Perbacco, che novità: per una volta, le cronache circensi vedono in primo piano la zebra.
Un esemplare maschio di 8 anni di nome Del Piero (chiara la comunanza di maglie a strisce bianche e nere fra il quadrupede e il campione!) ha creato scompiglio nella periferia di Milano, la mia città. Alle 17,30, in una domenica piuttosto nebbiosa, si è visto Del Piero (nella foto tratta dal Corriere della Sera) correre a perdifiato fra le macchine lungo la Vigevanese mettendo a dura prova la perizia degli addestratori Elvis e Derek Coda Prin prima di ottenerne il ritorno al suo habitat abituale all’interno del Circo Barcellona. Motivi della improvvisata ribellione? Sentimentali, hanno scritto con un filo d’indulgenza i cronisti. Del Piero non sopportava la destinazione ad altro circo della sua Zidane, le cui strisce bianche e nere erano rimaste nei suoi sogni di maschio dopo la separazione. Non ho elementi per valutare l’opportunità, da parte dei responsabili, di mettere in atto questa separazione dolorosa per l’animale. Colgo però l’occasione offerta dalla cronaca per fare qualche riflessione sulla presenza della zebra nel circo.

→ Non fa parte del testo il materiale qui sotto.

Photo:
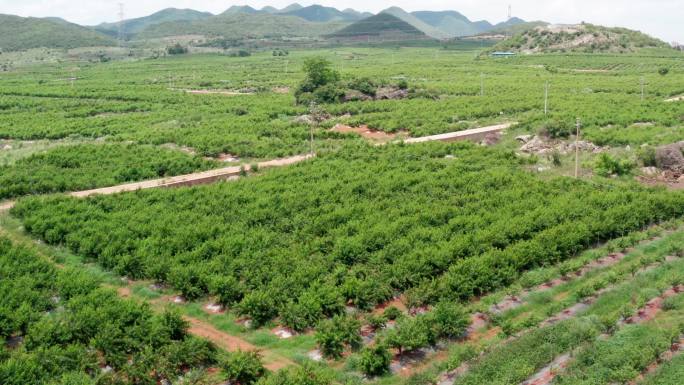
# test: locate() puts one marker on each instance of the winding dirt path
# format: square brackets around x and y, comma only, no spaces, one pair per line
[475,133]
[204,177]
[198,178]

Questo quadrupede dal mantello color Juventus è vissuto in genere, da chi assiste agli spettacoli, come un cavallo che si distingue dagli altri solo per le strisce in bianco e nero. Ricordo un numero molto spettacolare presentato sulla pista del Medrano verso la fine degli anni Settanta da Eros Casartelli. Dodici gli animali in libertà. Davanti i cammelli, un maschio e tre femmine; dietro i cavalli, tutti maschi; infine le zebre, le più difficili da tenere a bada e sempre pronte a scalciare, come ben sapeva qualche stalliere del circo che talvolta era uscito da certi incontri con loro con un piede fra le mani e qualche moccolo destinato al cielo.

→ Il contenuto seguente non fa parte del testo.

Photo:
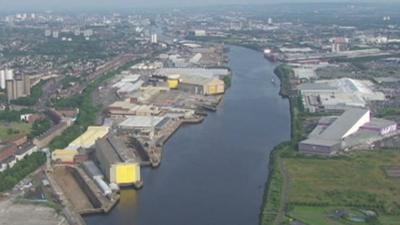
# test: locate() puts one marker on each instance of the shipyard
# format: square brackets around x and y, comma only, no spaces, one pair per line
[143,104]
[281,113]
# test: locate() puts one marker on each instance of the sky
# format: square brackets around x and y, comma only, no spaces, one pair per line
[104,4]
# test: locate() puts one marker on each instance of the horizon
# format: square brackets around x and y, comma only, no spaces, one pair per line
[102,5]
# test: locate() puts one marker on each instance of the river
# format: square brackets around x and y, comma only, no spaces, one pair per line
[214,173]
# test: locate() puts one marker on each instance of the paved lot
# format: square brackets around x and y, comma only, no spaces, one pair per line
[26,214]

Caratterino mica da ridere, la zebra, ma c’è un perchè. Anche se sembra un cavallo che ha rubato la maglia a Del Piero, è un mammifero con una sua storia naturalistica tutta particolare di cui è obbligo tener conto se si vuol capire qualcosa della sua identità. Mi soccorre in questo il ricordo di quando, negli anni Ottanta, mi occupavo del mensile Natura Oggi e ogni tanto ricevevo nella mia stanza un maestro tedesco della fotografia naturalistica di nome Reinhard Kunkel. Aveva casa in Germania ma la sua casa era soprattutto la savana africana, che percorreva con sapienza naturalistica e pazienza teutonica al fine di ottenere, come poi otteneva, testimonianze di situazioni ambientali e di comportamenti animali per cui era considerato un maestro dai suoi stessi colleghi. E ricordo, per venire al dunque, un giorno in cui rovesciò sul mio tavolo una serie di fotografie che dimostravano con eloquenza quale personaggio da levarsi il cappello sia la zebra, soprattutto se mamma. Un erbivoro, certo, e come tale insidiato dai predatori: certo anche quello. Ma provatevi a recar molestia a un cucciolo di zebra quando la madre è presente: l’unica cosa da fare, quando si è così imprudenti e insensibili, è darsela a gambe. Lo stesso Kunkel ricordava di averlo fatto con la sua equipe una volta che avevano cercato di fotografare un cucciolo appena partorito. Una subitanea fuga verso il fuoristrada fu l’unica risorsa per evitare di conoscere come scalcia, e come morde, una zebra su tutte le furie. Ma questo, a pensarci bene, è ancora poca cosa, perché noi uomini ci diamo tante arie ma in natura è facile trovare qualcuno capace di sfasciarci. Il discorso si faceva appassionante quando Kunkel mi mostrava impressionanti cicatrici riscontrate sul mantello di femmine adulte sorprese ad alimentarsi nel verde della savana e sottoposte a ingrandimento in camera oscura. Testimonianze, indubitabili, di aggressioni compiute in altri tempi da leoni e leonesse ai danni di signore in bianco e nero che tuttavia avevano avuto il coraggio e la forza di sottrarre i propri cuccioli e se stesse alla predazione dei grandi felini.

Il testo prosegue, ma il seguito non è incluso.